Portrait d'un banquier (1522). Huile sur bois, 42,5 x 32,7 cm, musée d'art de Saint-Louis, Missouri. « Le modèle de ce portrait est inconnu. Il sait lire et écrire, d’après la plume dans sa main gauche, et le papier indique qu’il a trente-cinq ans. («A 35» veut dire «aetas 35 ann­­i» en latin.) Sa main droite touche quelques écus d’or, ce qui suggère qu’il est banquier ou comptable. Même s’il n’est donc pas noble, la soie rouge de son chemisier et les bagues d’or qu’il porte indiquent qu’il est employé par une personne de haut rang, peut-être le roi. » (Commentaire University of Missouri-St. Louis)

Jean Clouet. Madame de Canaples, Marie d'Assigny (v. 1525)

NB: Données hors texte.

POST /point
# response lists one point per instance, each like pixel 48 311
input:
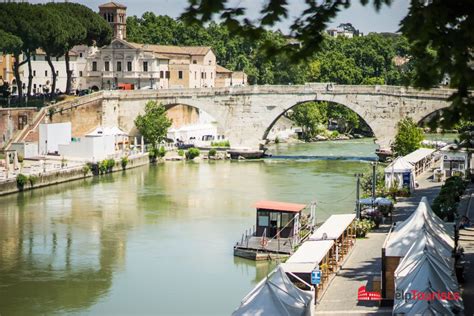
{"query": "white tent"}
pixel 406 233
pixel 276 295
pixel 400 172
pixel 333 227
pixel 426 269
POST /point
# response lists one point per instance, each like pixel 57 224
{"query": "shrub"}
pixel 32 179
pixel 446 203
pixel 21 180
pixel 124 162
pixel 224 143
pixel 162 152
pixel 86 169
pixel 363 227
pixel 212 152
pixel 192 153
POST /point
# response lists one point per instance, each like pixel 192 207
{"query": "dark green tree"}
pixel 153 124
pixel 408 138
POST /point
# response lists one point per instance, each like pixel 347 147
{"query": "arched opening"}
pixel 192 126
pixel 318 120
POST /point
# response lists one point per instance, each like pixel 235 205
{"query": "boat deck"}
pixel 277 245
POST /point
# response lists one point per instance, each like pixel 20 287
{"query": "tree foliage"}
pixel 439 32
pixel 153 124
pixel 408 138
pixel 360 60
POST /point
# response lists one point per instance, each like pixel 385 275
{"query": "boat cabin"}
pixel 278 218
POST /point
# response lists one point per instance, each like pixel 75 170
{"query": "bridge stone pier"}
pixel 246 114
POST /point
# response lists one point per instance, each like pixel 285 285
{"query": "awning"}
pixel 279 206
pixel 333 227
pixel 276 295
pixel 407 232
pixel 418 155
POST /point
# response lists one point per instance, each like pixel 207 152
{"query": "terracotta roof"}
pixel 112 5
pixel 196 50
pixel 221 69
pixel 280 206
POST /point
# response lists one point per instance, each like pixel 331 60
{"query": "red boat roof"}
pixel 280 206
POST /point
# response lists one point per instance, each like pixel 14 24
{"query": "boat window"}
pixel 285 219
pixel 263 220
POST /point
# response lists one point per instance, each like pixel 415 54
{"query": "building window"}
pixel 22 121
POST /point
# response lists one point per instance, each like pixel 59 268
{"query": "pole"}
pixel 358 175
pixel 374 182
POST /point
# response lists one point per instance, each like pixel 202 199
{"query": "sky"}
pixel 366 19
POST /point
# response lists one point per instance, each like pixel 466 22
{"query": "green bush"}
pixel 162 152
pixel 363 227
pixel 224 143
pixel 192 153
pixel 124 162
pixel 86 169
pixel 446 203
pixel 21 180
pixel 32 179
pixel 212 152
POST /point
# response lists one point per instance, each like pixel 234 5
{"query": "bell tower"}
pixel 116 15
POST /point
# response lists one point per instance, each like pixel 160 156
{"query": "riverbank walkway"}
pixel 364 262
pixel 466 240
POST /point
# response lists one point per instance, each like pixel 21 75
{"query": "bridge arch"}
pixel 275 120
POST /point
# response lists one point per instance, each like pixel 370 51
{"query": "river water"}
pixel 158 239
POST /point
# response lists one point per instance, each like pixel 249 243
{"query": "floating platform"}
pixel 247 154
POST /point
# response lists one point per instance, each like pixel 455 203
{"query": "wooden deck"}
pixel 254 243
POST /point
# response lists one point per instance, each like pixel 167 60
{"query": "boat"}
pixel 280 228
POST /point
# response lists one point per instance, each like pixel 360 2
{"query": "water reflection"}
pixel 154 240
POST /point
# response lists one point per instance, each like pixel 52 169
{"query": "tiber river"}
pixel 158 239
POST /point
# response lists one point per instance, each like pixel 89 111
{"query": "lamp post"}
pixel 358 175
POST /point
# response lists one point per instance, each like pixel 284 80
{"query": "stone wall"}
pixel 60 176
pixel 9 121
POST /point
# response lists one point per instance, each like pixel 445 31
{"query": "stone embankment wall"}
pixel 65 175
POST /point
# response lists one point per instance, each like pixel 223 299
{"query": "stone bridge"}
pixel 246 114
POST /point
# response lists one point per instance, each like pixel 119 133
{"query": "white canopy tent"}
pixel 333 227
pixel 308 256
pixel 276 295
pixel 406 233
pixel 401 173
pixel 425 269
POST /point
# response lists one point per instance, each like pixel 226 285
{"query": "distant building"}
pixel 116 15
pixel 344 30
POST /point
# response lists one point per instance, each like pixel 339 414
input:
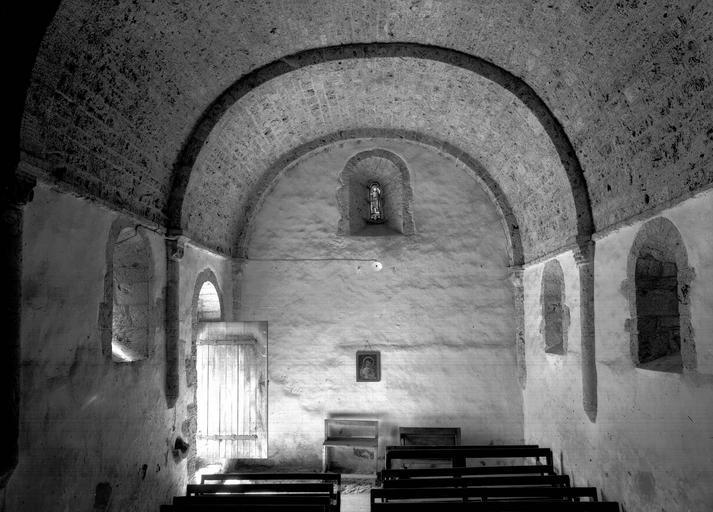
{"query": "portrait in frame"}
pixel 368 366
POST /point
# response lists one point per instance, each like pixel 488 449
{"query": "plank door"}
pixel 230 394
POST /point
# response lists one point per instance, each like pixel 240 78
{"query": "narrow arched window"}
pixel 658 281
pixel 208 307
pixel 554 311
pixel 131 279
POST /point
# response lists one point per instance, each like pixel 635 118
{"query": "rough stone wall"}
pixel 461 108
pixel 117 86
pixel 650 447
pixel 95 435
pixel 196 265
pixel 440 310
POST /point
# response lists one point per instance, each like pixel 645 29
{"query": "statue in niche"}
pixel 376 203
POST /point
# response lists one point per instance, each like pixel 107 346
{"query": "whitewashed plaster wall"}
pixel 440 311
pixel 86 420
pixel 651 447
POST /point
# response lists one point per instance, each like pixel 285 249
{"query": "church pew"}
pixel 479 481
pixel 498 506
pixel 483 493
pixel 458 454
pixel 319 477
pixel 395 474
pixel 256 507
pixel 275 488
pixel 276 482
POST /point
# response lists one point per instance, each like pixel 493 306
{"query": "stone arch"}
pixel 126 319
pixel 657 285
pixel 188 429
pixel 555 313
pixel 185 162
pixel 509 221
pixel 394 177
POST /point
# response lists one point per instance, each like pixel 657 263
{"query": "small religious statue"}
pixel 376 203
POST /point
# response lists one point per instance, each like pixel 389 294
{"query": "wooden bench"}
pixel 458 454
pixel 396 474
pixel 484 493
pixel 479 481
pixel 498 506
pixel 247 507
pixel 420 436
pixel 263 491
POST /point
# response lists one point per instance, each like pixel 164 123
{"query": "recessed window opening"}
pixel 131 297
pixel 658 284
pixel 208 308
pixel 657 311
pixel 554 310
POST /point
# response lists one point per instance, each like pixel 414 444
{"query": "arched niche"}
pixel 126 320
pixel 658 284
pixel 208 307
pixel 555 313
pixel 355 195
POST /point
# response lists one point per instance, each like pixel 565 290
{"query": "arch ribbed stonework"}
pixel 208 130
pixel 472 166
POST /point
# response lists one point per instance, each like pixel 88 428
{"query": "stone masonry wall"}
pixel 95 435
pixel 440 310
pixel 650 448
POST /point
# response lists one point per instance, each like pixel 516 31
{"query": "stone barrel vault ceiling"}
pixel 120 89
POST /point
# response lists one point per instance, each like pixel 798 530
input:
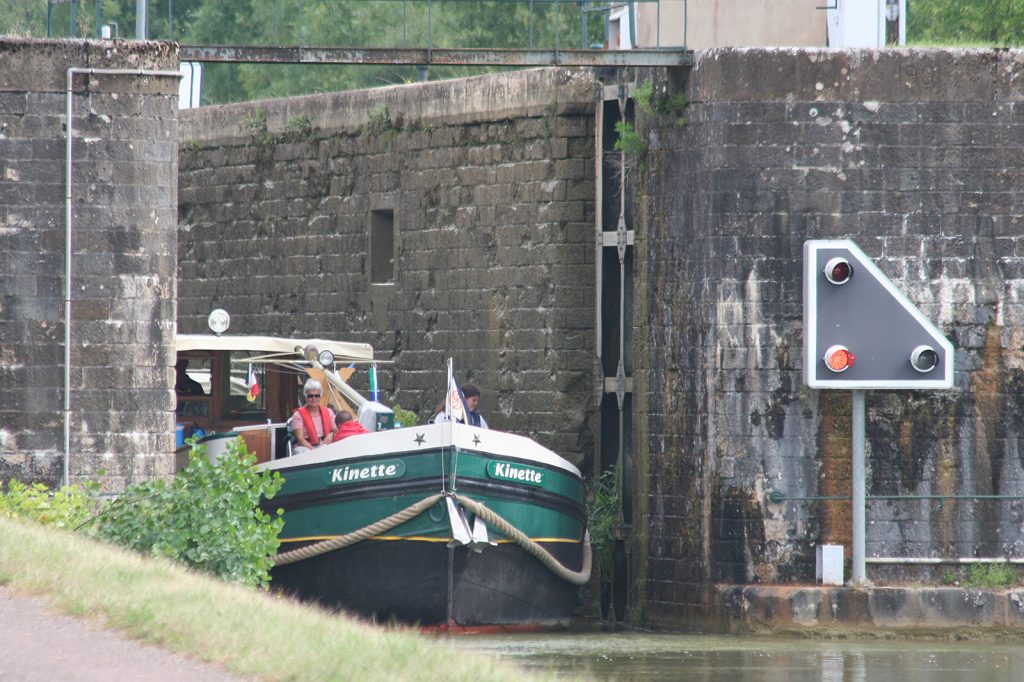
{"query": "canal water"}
pixel 719 658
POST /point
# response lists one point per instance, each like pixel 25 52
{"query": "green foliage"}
pixel 299 126
pixel 630 141
pixel 67 508
pixel 255 123
pixel 207 517
pixel 403 417
pixel 674 104
pixel 644 96
pixel 602 518
pixel 990 577
pixel 321 23
pixel 988 23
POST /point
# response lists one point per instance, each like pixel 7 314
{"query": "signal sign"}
pixel 872 336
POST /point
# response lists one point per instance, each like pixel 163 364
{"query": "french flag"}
pixel 253 382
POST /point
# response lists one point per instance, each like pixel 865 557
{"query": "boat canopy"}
pixel 273 345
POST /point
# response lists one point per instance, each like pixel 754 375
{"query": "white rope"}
pixel 544 556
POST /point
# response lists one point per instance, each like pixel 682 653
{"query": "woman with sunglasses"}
pixel 312 424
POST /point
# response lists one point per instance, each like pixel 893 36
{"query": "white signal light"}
pixel 924 358
pixel 839 270
pixel 839 358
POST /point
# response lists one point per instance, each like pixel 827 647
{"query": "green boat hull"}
pixel 423 568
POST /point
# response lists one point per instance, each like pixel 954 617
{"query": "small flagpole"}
pixel 374 393
pixel 448 393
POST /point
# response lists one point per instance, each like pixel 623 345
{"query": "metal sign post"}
pixel 861 332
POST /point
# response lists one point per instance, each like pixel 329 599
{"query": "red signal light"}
pixel 839 270
pixel 839 358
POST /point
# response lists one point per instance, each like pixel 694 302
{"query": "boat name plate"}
pixel 358 474
pixel 515 472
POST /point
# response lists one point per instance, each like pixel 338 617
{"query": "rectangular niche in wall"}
pixel 382 246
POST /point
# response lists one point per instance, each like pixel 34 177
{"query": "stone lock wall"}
pixel 915 155
pixel 123 254
pixel 488 182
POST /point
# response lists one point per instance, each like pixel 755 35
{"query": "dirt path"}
pixel 39 643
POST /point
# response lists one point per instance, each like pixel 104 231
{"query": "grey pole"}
pixel 141 20
pixel 858 497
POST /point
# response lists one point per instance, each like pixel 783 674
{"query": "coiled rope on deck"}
pixel 309 551
pixel 544 556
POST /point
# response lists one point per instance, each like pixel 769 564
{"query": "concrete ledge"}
pixel 877 611
pixel 481 98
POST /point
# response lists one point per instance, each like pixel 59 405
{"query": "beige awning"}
pixel 342 350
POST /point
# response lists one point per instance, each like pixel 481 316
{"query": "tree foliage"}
pixel 390 24
pixel 982 23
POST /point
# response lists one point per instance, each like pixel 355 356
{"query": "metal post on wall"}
pixel 141 19
pixel 858 488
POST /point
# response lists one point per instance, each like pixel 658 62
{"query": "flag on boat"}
pixel 455 403
pixel 253 382
pixel 374 394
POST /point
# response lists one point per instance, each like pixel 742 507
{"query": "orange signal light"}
pixel 839 358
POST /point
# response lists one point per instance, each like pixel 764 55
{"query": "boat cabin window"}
pixel 194 385
pixel 245 388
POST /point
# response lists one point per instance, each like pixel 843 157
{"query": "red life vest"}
pixel 307 424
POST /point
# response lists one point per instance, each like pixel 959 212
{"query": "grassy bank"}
pixel 248 632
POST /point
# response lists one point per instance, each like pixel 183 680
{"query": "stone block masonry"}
pixel 915 155
pixel 123 251
pixel 486 186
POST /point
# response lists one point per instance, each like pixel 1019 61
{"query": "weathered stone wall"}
pixel 491 181
pixel 123 255
pixel 919 157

Madame de Canaples, Marie d'Assigny (v. 1525). Huile sur bois, 36 × 28,5 cm, National Galleries of Scotland, Edinburgh. Marie d'Assigny (1502-1558) est une dame de la cour de François Ier. Elle épouse Jean de Créqui, sire de Canaples, en 1525, l'année probable de réalisation du portrait.
« Cette aristocrate, représentée de trois quarts, pose ses mains sur un rebord, renforçant l'illusion qu'elle se trouve dans un espace réaliste. ce geste attire également l'attention sur ses nombreuses bagues. Le portrait a probablement été peint en 1525, année du mariage de Marie d'Acigné avec Jean de Crequi, sire de Canaples. Le tableau est très proche d'un dessin de Clouet (conservé à Chantilly) portant une inscription identifiant le modèle comme étant Madame de Canaples, une dame de la cour de François Ier. » (Commentaire National Galleries of Scotland)

Jean Clouet. Le dauphin François (1520-30)

Le dauphin François (1520-30). Huile sur bois, 16 × 13 cm, Koninklijk Museum voor Schone Kunsten, Anvers. Fils aîné de François Ier et de la reine Claude de France, le dauphin de France (1518-1536) n'accèdera jamais au trône. Ce petit portrait idéalise nettement l'enfant.
« Le portrait de l'enfant royal par le peintre de cour Jean Clouet s'inscrit dans la tradition de la peinture de cour. Un peu raide, il idéalise quelque peu son modèle et accorde une grande importance au décor extérieur. Une étude à la craie pour ce petit portrait, dans son élégant cadre de style ancien en imitation marbre, est aujourd'hui conservée au musée de Chantilly. » (Commentaire Web Gallery of Art)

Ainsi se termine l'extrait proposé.